Professor Scott wants a vineyard to reproduce the experiment on an industrial scale.
“Wine is big business and there's a big market out there for new and different tastes, so anyone who can make a wine more drinkable is potentially sitting on a grape gold mine.”
So; snake oil or cure-all?
3 News approached the Grill Magazine’s wine critic Keith Stewart for a taste test.
“So it's got the energy of a freshly opened bottle so it tastes like it's freshly opened, but it's got some really mature characters in there, it's kind of strange it's a very unusual glass of wine,” says Mr Stewart.
Mr Stewart's verdict: there is commercial potential.
“Yeah, yeah it's changing the flavour,” he says.

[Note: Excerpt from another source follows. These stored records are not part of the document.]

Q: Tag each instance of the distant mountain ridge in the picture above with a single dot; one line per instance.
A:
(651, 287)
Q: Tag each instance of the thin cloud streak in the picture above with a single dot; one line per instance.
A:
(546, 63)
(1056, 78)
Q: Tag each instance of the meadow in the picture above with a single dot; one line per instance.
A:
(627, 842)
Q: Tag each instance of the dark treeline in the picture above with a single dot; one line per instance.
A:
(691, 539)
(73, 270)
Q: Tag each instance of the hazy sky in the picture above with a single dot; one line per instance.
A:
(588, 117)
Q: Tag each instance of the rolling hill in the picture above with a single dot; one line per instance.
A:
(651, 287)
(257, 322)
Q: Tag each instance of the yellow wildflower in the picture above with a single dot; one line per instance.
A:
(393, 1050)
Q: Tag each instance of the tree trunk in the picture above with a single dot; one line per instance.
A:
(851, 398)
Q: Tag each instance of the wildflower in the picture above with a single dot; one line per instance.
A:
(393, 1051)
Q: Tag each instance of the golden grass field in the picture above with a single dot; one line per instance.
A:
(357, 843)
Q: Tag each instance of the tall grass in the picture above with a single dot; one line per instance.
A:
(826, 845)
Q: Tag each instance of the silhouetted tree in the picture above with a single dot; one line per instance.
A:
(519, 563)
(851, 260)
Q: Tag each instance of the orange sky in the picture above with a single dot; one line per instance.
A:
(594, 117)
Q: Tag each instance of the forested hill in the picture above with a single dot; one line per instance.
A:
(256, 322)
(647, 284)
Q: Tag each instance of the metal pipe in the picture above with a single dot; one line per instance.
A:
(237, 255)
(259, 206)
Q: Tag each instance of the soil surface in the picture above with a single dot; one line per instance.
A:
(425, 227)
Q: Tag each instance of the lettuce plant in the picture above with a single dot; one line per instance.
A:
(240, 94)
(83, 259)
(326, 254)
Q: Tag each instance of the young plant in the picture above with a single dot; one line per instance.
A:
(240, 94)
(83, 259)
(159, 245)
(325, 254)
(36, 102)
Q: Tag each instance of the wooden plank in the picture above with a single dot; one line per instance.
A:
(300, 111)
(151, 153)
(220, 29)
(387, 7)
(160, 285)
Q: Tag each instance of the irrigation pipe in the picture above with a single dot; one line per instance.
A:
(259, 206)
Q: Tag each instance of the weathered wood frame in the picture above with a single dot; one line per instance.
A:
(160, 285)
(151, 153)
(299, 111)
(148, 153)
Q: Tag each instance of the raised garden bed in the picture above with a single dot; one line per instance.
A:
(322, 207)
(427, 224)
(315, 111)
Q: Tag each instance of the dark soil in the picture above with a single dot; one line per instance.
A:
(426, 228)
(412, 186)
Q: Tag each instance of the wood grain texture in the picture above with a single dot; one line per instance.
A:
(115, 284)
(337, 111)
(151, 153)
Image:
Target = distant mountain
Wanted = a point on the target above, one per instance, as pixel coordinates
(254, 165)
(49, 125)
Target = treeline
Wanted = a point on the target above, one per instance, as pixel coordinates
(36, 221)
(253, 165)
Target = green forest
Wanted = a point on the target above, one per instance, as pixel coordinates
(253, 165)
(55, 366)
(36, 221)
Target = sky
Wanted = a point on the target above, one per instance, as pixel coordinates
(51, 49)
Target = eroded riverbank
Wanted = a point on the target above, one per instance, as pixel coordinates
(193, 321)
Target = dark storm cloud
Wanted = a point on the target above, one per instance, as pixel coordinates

“It's giving you some characteristics in there that make wine more drinkable. Earlier, that's all I can say. So you might be able to sell something that might have been a bit dodgy before the process, that would be easily sold after you'd put it through the process.”
Mr Scott is glad to hear Mr Stewart’s verdict.
“I guess I'm gratified to hear that, we're not fools. I love to hear him say that the scepticism wasn't necessary. I'd love to see it go somewhere; this has just been an investigative project for the summer, some, I guess, a little technical fun, but I'd love to see it go somewhere.”
Whether it goes now will be down to a brave winemaker.